Thankyou for your help

Hi @romainfoulono,

the GROK pattern seems fine. I have had problems getting Logstash to "pick up" files, especially if they exist already when Logstash starts...

Lately I have used Filebeat anytime I want to ingest from a file. There is even a CSV module for Filebeat :slight_smile:

There is also a CSV filter for Logstash

Hope that helps,
AB

1 Like

There is patterns directory somewhere under the logstash install directory that contains multiple text files that define patterns. Also...

sincedb_path => "NULL"

If you do not want the file input to persist the sincedb to disk when it stops you should use the value "NUL", not "NULL".

1 Like

Hi both of you
@Badger

I guess this is the path you were talking about :

C:\logstash-7.5.1\vendor\bundle\jruby\2.5.0\gems\logstash-patterns-core-4.1.2\patterns

In this folder, there is a file named grok-patterns.

@A_B
Okay and I think I'm going to use conditions to treat different kind of files.
I have a question, could we ingest an entire file and not only line by line into ES by Filebeat ? I mean, if I need to ingest an entire log file and I want ES to recognize all of its lines as one distinct file, so to have a single record containing the entire content from the file.

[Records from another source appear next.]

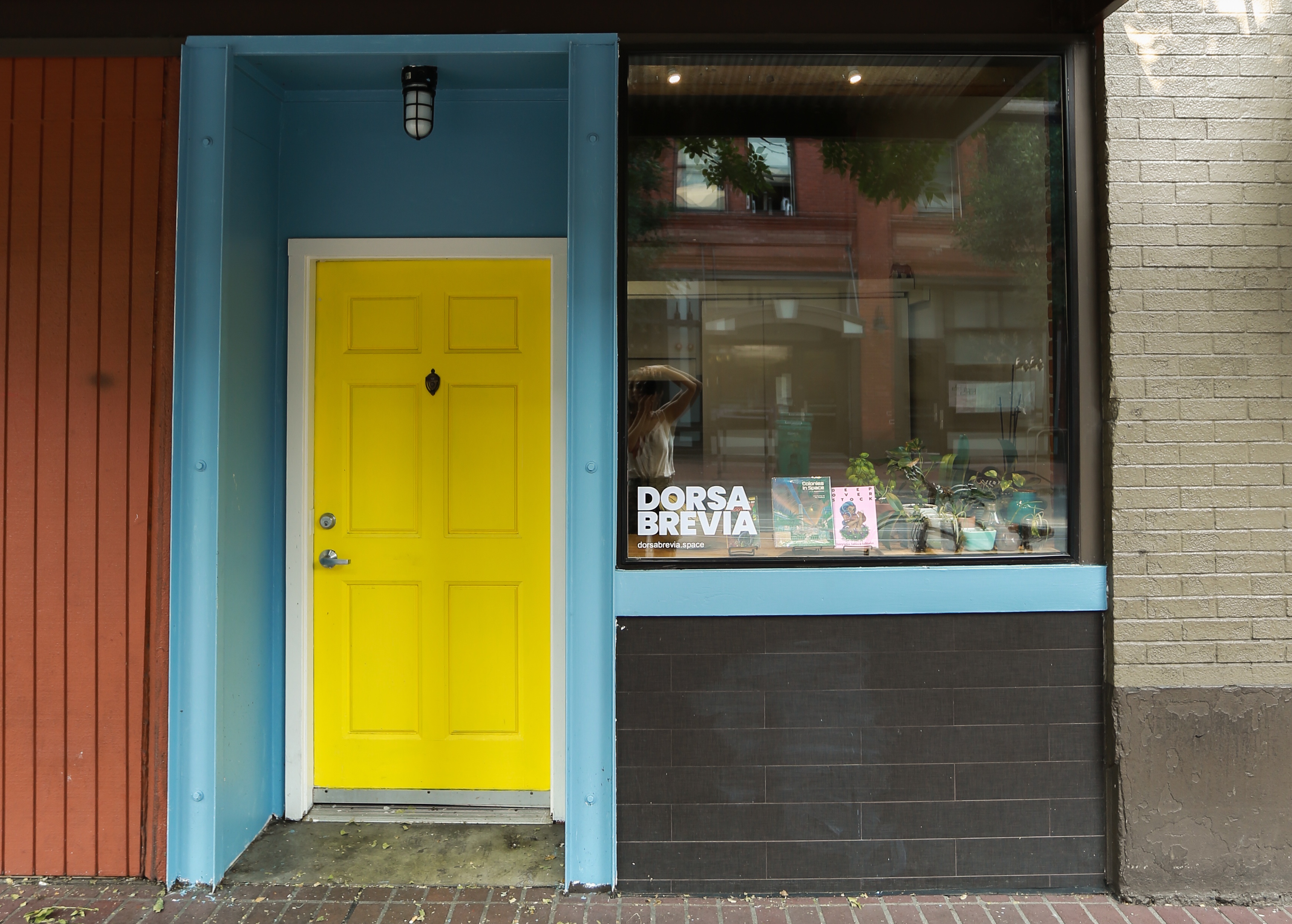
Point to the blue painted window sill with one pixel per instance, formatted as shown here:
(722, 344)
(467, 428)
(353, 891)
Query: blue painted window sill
(787, 592)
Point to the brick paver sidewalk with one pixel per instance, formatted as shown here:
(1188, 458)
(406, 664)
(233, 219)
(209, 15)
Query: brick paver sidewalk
(131, 901)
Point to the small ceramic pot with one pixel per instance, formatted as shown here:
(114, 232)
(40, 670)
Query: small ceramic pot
(980, 541)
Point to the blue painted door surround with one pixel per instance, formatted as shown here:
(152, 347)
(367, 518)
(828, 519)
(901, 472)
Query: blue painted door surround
(302, 136)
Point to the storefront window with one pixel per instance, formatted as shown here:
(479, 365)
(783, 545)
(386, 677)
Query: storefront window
(845, 309)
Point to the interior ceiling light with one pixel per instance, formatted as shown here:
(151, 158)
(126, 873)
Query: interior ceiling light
(419, 84)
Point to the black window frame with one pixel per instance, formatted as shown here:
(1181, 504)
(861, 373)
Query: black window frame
(1077, 459)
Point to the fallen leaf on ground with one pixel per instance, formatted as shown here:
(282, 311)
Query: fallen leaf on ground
(54, 913)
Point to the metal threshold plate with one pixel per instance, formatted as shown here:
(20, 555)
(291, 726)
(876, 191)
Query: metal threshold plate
(480, 799)
(428, 815)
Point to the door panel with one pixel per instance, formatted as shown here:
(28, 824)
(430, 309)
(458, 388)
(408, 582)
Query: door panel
(482, 658)
(484, 325)
(385, 325)
(482, 452)
(385, 656)
(385, 458)
(432, 650)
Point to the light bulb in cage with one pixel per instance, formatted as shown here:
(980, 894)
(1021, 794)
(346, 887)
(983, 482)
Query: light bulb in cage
(419, 84)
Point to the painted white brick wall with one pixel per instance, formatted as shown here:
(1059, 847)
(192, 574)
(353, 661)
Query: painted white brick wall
(1199, 169)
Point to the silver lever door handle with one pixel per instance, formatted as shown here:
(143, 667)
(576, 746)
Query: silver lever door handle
(327, 559)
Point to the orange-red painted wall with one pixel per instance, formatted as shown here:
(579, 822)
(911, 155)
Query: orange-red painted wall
(87, 256)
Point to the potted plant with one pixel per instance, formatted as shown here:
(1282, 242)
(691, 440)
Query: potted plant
(900, 524)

Is it possible ?

Thank you

This depends a bit on the structure of the file... We do handle many "multiline" logs, like JAVA stack traces with Filebeat. Not sure if these is any limits to single document size in ES...

1 Like

This topic was automatically closed 28 days after the last reply. New replies are no longer allowed.